At 71, Keith Richards steps up for a solo album that earns its place alongside both his and The Rolling Stones’ discography.

Because Richards is Mick Jagger’s songwriting partner and guitarist in The Stones, “Crosseyed Heart,” Richards’ first solo album in 23 years, often plays like the Stones minus Jagger.

That’s especially true of the ripping “Heart Stopper,” “Troubles” and — a song made in the image of first-generation rock ’n’ roller Chuck Berry — “Blues in the Morning.” The latter trio of “Crosseyed Heart” songs parallel classic tracks on the early ’70s Rolling Stones albums “Sticky Fingers” and “Exile on Main St.”

Richards rarely sang lead for Rolling Stones recordings but he does so well enough throughout “Crosseyed Heart.” In slow, softer selections, he even croons with warm sweetness.

Richards surrounds himself with longtime collaborators and a few guests who comfortably complement him. Norah Jones joins him for the poignant “Illusion.” Organists Spooner Oldman and Ivan Neville help set the soulful Muscle Shoals mood for “Lover’s Plea.” A three-piece horn section brings authentic reggae sound to the two Gregory Isaacs songs Richards adds to “Crosseyed Heart.”

John Wirt

Battles LA DI DA DI

On its third album, “La Di Da Di,” Battles goes full instrumental. Gone are the guest spots from Gary Numan found on the sophomore “Gloss Drop,” or even the bonkers melody lines that punctuated Battles’ debut “Mirrored.”

No, “La Di Da Di” is all about the music. And it’s great ... if you want to imagine what it would be like to be Kramer in the “Seinfeld” episode where he was dating Elaine’s roommate and kept jamming a mix of animal noises and African tribal songs.

Like Battles’ previous efforts, the songs feature a cool passage here and there. Opening track “The Yabba” shows how drummer John Stanier can make a song propel with his rhythm. But alongside his beats, there are keyboard taps and incessant noises that are only great if you’re over-caffeinated.

“Dot Com” is much better. The band gives way to its Krautrock tendencies. Much like Battles’ best songs, the song builds off one idea and keeps growing like a tree. It’s a lot darker than what precedes it, and the band is better for it.
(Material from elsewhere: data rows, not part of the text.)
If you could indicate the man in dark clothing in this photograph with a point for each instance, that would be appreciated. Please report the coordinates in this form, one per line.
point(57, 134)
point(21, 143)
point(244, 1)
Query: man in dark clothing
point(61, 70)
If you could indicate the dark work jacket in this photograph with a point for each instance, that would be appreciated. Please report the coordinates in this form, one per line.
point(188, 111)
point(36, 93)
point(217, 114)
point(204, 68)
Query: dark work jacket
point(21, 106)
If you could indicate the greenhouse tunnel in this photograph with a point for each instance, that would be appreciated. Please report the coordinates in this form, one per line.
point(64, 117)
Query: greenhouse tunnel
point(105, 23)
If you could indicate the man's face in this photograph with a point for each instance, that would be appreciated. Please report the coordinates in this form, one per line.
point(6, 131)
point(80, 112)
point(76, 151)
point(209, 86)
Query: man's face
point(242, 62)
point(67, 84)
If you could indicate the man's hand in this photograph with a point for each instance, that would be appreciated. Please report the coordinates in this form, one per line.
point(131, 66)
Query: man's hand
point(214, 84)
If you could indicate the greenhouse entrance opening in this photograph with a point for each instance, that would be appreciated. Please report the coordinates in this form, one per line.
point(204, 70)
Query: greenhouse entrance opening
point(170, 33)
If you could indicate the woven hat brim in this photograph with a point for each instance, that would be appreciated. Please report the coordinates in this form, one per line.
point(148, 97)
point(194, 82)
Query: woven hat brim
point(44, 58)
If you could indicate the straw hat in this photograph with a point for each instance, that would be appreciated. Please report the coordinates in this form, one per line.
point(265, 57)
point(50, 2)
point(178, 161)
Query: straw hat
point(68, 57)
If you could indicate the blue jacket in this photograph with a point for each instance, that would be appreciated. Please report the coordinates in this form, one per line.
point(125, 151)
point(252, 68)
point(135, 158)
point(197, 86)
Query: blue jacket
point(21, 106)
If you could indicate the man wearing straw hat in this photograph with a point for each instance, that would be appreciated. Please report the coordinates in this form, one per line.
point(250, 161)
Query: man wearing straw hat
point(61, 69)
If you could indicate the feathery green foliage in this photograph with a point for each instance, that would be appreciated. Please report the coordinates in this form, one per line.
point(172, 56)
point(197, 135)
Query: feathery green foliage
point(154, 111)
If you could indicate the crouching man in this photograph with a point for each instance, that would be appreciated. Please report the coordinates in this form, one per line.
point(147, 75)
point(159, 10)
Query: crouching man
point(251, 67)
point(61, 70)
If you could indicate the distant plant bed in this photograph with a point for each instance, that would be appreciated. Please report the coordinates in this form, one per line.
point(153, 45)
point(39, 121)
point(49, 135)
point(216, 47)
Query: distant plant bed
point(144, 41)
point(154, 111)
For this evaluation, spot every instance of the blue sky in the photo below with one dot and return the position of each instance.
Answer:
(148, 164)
The song makes you wish they called on friends like Numan to sing something. Or stopped with the weird experiments and just wrote a damned song.

Matthew Sigur

Ryan Adams 1989

An alt-country chameleon is getting some of the best reviews of his career with a new take on Taylor Swift’s “1989.”

While Adams’ versions are pretty and heartfelt, it’s hard to believe in any of it. If anything, it proves that Swift’s songwriting is good, but you would have to be hiding under a rock not to know that.

It’s hard not to hear the calculation in this project. Adams has his reasons. He recently broke up with Mandy Moore and fell in love with Swift’s album, then covered Swift in the vein of Bruce Springsteen’s “Nebraska” and The Smiths.